France increasingly sees Russia as a direct threat to the nation and to Europe. The public debate still features voices that dress up appeasement as “being for peace,” yet when positions must be formalized, red lines hold. The response is to get stronger rather than theatrical. Air defense for Ukraine and initiatives like Sky Shield France reflect that shift from rhetoric to capability.
Hybrid incidents across Europe are read less as linear escalation and more as systematic testing of NATO, European institutions, and citizens’ resilience. Cable cuts, drones near airports, and propaganda flurries probe reactions and search for seams. The answer is unity and deterrence, not recycled “peace plans” that freeze lines without justice. The hybrid campaign against the Baltics is already under way, while Russia’s conventional readiness is limited by chronic mismanagement. Security rests on sustained support to Ukraine, firmer European capabilities, and a clear refusal to be intimidated. Long term, regime engineering is neither desirable nor necessary; pressure, resilience, and Ukraine’s success will make the imperial model untenable.
This was stated in a lengthy interview with the Guildhall News Agency by Frédéric Petit, member of the French National Assembly.

– In your estimate, do people in France see the Russian Federation as a danger to them and to the country?
– Yes, clearly. What may look troubling from the outside is not a political crisis but an institutional one. We also have a surface-level public debate where some voices say “Russia wants peace,” or claim “I am for peace,” and then use that to criticize Ukraine or to twist history. But when politicians must write such claims down and formally commit to them, they become very careful. They do not cross red lines, because they know society will not accept it. I travel a lot to small towns to give talks. Earlier this week, in a village of just a few thousand residents, about a hundred people came. They were already convinced on the essentials. Not that they say easy things or stupid things — they ask good questions, trying to understand a region they do not know well. We spoke for two hours. The understanding was clear: Russia acts as an empire. I often explain it is not only about territory, it is about models. Ukraine belongs to the model in which different peoples accept differences — language, history — and still work together. Think of the Cossack and Ukrainian past, deep history, the history of Odesa, and the Polish-Lithuanian Commonwealth. On the other side is a model that says: because you speak Russian, I am the boss. In France, this is increasingly understood.

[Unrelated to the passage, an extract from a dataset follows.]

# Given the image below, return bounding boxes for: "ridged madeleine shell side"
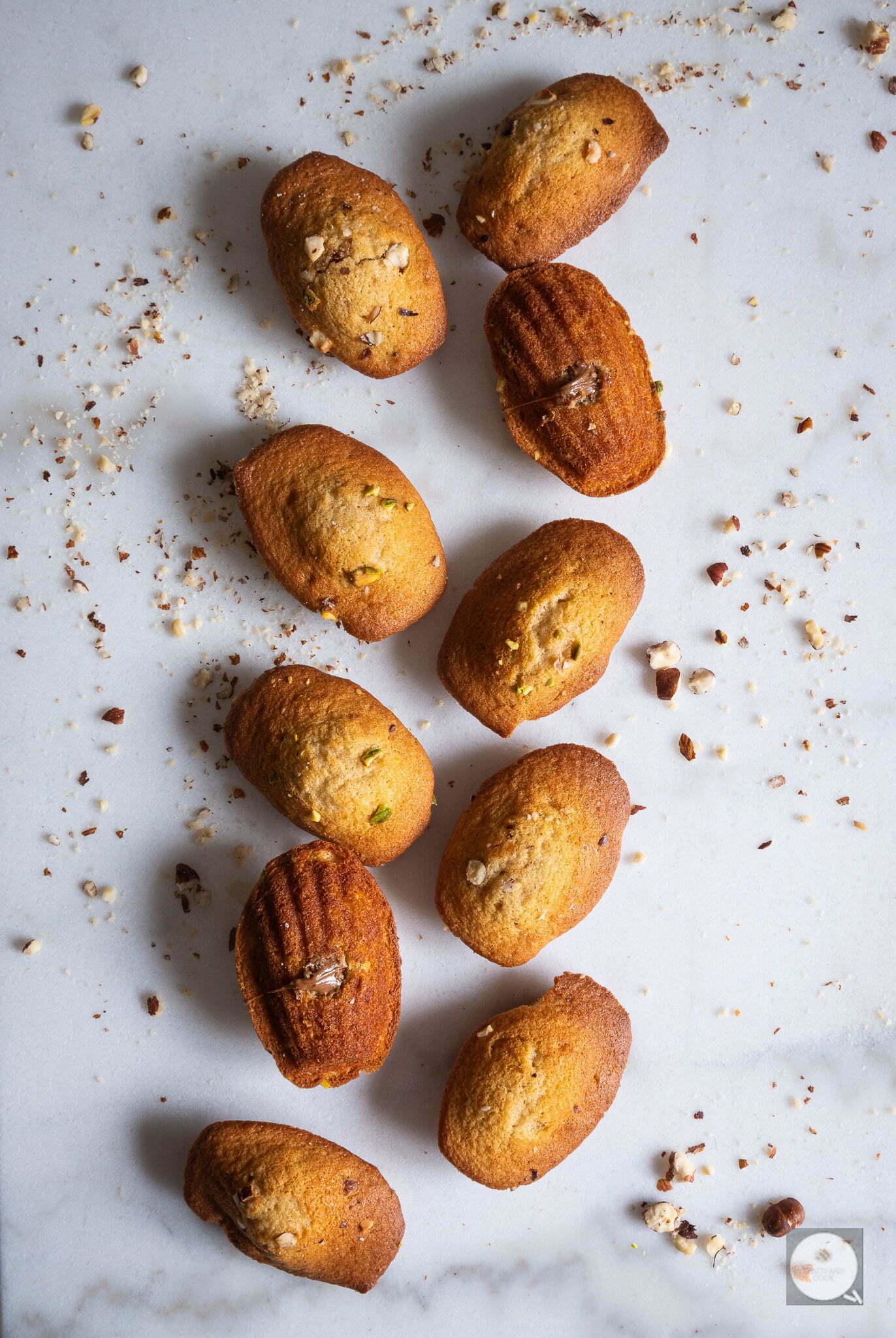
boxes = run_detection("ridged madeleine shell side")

– Across Europe we see hostile activity after the full-scale invasion — drones, damaged seabed infrastructure, cyber incidents. Do we see an escalation in Europe and in France?
– I would not use the word escalation. Escalation implies a competition in aggression, which is not the case. We are getting stronger in defense. The idea of protecting the sky over Ukraine is advancing. I launched Sky Shield France, and in November we held a public meeting for anyone who wanted to discuss it. It was not a concert; it was not meant to be fun. About one thousand people came. This is not about hating Russia; it is about being stronger if we want to remain democratic, and about showing that strength.
– Then how do you read actions like drone flyovers or cutting cables in the Baltic or Black Sea? What is the goal?
– Testing. They test NATO and Europe, and they also test citizens’ readiness. Cutting a cable or flying drones near a major airport is not about provoking a nuclear response. It is about observing the public debate that follows. If people say “it is nothing,” they push further. If the reaction is “this is dangerous,” they recalibrate. They are testing future resilience. It is testing more than pure military probing.
– NATO is a prime Russian target after Ukraine. Do you see operations aimed specifically at dividing the Alliance, and how should NATO answer?
– There are attempts to divide us, for example through recurring “peace plans” and buzz about negotiations — 28 points, 22 points, 19 points. You often see a point about “restoring the economy between Russia and America,” or now the G7 or G8. For me it is clear what that means: it is an adaptation to the reality that the United States still leads NATO. I am not in Congress, but I do speak with members of Congress. Recently, with colleagues from a European-Mediterranean parliamentary network created four years ago by Koubiliou, we went to the United States twice to meet Republicans face to face — in March and in June — to explain our position. It was not easy and not very clear then. But last week you saw Republicans publicly opposing the current course of American diplomacy; some were strong figures, including two we had met. I do not judge American politics, but there is a problem to watch closely. As for Europe, we are not as strong as NATO, yet our direction is right. I would rather take the risk of losing with trusted friends than count on people I do not trust.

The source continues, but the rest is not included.